Build a knowledge base that applies deploy-time learning, constraining, and the generator/verifier pattern to managing design notes, decisions, and architecture.

Constraint: Claude Code as runtime

The knowledge base runs on Claude Code — using skills, hooks, and CLAUDE.md as the execution substrate. The implementation is markdown files, ripgrep queries, shell scripts, and skill definitions.

Approach

arscontexta is our first large experiment.
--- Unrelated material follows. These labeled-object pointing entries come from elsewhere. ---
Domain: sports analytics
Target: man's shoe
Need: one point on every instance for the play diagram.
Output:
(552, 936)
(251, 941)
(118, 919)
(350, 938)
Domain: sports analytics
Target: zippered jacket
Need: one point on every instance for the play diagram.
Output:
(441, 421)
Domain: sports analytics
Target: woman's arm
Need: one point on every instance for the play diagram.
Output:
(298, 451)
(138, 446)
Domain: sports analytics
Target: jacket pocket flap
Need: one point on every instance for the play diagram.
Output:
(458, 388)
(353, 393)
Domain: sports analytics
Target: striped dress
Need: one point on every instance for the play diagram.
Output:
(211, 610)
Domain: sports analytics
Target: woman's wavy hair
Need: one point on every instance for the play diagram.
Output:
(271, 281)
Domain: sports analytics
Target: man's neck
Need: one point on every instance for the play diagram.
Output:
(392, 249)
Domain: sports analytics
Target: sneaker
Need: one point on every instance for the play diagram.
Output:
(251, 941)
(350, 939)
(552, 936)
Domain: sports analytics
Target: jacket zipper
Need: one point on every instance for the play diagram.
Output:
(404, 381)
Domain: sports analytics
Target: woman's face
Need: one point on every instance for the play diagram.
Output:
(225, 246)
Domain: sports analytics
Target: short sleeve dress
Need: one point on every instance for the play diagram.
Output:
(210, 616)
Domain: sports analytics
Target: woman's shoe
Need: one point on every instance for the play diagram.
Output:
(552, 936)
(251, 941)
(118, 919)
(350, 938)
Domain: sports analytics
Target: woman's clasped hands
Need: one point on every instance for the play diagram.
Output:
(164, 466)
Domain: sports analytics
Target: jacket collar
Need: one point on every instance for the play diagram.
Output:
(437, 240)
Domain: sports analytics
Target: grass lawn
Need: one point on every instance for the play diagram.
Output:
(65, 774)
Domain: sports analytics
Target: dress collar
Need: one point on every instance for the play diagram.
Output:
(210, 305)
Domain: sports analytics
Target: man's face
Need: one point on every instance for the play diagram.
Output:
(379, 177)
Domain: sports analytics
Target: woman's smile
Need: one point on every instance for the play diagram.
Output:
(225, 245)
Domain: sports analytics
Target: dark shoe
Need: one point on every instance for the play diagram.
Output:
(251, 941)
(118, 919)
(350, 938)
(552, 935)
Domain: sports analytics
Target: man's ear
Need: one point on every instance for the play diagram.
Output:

These observations evaluate what works and inform what comes next:

  • What to keep — machinery that earns its complexity (e.g., /connect for finding relationships)
  • What to simplify — overhead that doesn't pay for itself (e.g., queue management, pipeline chaining)
  • What to build — automated quality checks as they become justified by real failures, not taxonomy

The verifiability gradient applies to the knowledge base itself: 1. Start soft — LLM writes and connects notes (stochastic) 2. Add filters — automated checks reject bad samples (deterministic code where possible, LLM rubrics where needed) 3. Constrain search — recurring queries become indexes, tags, structured rg patterns 4. Constrain the filters — LLM rubrics that prove reliable get replaced with deterministic checks

Status

We're early. Record what you notice. Separate observations from prescriptions — note that something adds complexity before concluding what should replace it.